Machen wir ein kleines Sozialexperiment. Wir gehen nicht an die Grenzen. Und schon gar nicht darüber hinaus. An die Intensität von "Die Welle" kommt das Experiment auch nicht heran. Unangenehm wird es trotzdem.

Drehen wir doch die Vorgehensweise gewisser Gratisblätter einfach um. Behaupten wir, Herr F. hätte offenbar Krätze am Allerwertesten. Ganz widerlich. Schwer ansteckend. Eigentlich sei er deswegen richtig gesundheitsgefährdend, dieser Herr F. Eine Gefahr für die Allgemeinheit! Gesehen habe man diese zwar nicht selbst, aber es hätte sich jemand gemeldet, der das einwandfrei beweisen könne. Sogar die Cousine vom Bruder des Bäckers vom Beisl ums Eck könne das bezeugen. Riesig! Eitrig! Grauslich!

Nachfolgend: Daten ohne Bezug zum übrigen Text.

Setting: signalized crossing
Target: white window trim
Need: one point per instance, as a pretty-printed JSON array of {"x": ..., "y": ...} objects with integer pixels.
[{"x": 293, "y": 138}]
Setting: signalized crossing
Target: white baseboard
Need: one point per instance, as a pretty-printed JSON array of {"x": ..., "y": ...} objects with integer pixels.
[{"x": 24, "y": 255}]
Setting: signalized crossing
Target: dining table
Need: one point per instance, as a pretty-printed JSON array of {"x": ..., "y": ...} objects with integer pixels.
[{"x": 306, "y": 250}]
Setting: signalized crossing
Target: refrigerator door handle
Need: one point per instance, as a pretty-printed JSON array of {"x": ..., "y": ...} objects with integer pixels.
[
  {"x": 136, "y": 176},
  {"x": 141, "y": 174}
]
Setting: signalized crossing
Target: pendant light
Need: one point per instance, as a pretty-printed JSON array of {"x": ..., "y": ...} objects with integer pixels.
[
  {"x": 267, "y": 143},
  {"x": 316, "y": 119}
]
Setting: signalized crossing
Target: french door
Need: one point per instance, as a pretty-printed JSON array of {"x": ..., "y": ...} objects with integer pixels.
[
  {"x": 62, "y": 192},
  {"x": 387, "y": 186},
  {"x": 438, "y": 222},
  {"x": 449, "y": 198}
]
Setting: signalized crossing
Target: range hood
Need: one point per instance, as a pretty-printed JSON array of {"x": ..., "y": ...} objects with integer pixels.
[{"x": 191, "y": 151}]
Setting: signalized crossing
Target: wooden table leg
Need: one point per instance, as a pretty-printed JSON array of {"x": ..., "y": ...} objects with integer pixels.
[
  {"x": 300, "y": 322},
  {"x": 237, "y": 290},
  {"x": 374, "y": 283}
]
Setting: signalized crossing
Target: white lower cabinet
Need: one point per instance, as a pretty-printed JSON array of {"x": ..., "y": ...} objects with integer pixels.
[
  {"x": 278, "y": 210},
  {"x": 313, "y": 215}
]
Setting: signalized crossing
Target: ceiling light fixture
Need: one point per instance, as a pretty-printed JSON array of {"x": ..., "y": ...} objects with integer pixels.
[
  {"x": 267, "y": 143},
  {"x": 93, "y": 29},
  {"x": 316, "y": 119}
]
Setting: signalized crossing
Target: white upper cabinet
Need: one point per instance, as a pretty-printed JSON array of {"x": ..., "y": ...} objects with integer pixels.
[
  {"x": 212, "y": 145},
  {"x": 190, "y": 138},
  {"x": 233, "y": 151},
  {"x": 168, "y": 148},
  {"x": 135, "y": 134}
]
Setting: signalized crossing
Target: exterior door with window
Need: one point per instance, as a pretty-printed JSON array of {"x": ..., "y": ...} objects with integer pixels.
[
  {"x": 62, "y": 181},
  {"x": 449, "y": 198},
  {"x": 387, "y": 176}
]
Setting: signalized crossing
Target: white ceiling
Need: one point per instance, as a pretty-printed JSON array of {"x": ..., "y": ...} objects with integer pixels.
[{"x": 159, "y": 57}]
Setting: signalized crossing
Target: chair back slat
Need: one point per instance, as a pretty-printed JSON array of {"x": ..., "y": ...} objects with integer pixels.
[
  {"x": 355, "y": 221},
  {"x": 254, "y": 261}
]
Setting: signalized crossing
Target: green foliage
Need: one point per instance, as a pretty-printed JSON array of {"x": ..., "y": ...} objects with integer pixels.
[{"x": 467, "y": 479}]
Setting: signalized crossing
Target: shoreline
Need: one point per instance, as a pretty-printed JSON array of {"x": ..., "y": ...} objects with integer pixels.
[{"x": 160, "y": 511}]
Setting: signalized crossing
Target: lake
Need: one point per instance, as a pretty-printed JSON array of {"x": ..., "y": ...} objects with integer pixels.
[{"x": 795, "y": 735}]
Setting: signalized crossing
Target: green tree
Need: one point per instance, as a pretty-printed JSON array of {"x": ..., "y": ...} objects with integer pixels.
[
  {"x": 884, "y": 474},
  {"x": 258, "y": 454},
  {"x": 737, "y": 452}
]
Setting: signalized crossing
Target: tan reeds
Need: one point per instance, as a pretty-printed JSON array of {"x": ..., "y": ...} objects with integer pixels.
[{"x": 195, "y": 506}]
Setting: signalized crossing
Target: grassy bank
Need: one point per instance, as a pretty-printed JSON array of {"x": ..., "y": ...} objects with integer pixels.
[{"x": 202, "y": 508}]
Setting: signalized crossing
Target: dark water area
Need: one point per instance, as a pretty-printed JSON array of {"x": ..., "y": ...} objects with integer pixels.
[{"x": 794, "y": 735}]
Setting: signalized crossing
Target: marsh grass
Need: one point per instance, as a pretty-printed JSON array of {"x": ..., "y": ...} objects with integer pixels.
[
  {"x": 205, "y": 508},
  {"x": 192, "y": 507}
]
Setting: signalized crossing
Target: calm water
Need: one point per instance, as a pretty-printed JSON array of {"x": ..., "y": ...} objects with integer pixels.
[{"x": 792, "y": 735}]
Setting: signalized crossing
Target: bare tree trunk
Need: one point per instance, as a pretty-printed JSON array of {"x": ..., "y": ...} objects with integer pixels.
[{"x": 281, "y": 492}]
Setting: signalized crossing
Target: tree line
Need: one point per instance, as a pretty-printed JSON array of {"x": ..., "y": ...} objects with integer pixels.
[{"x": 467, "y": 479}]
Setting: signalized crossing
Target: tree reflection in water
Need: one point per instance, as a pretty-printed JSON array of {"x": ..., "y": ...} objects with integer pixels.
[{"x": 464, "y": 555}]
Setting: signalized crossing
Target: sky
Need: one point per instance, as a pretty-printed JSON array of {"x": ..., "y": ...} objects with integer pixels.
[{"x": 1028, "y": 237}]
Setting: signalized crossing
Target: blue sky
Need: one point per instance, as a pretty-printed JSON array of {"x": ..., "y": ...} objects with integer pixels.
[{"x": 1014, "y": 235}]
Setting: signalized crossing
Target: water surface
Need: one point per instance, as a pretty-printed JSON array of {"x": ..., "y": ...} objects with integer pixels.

Das drucke man also ab. Den Artikel teilt ein Politiker, der F. nicht leiden kann. Er fügt noch ein "Irrsinn! Was sagt ihr bloß dazu?" hinzu. Unter dem verlinkten Artikel bricht nun ein fäkaler Empörungssturm los, der sich bis hin zu tätlichen Drohungen gegen den Betroffenen auswächst.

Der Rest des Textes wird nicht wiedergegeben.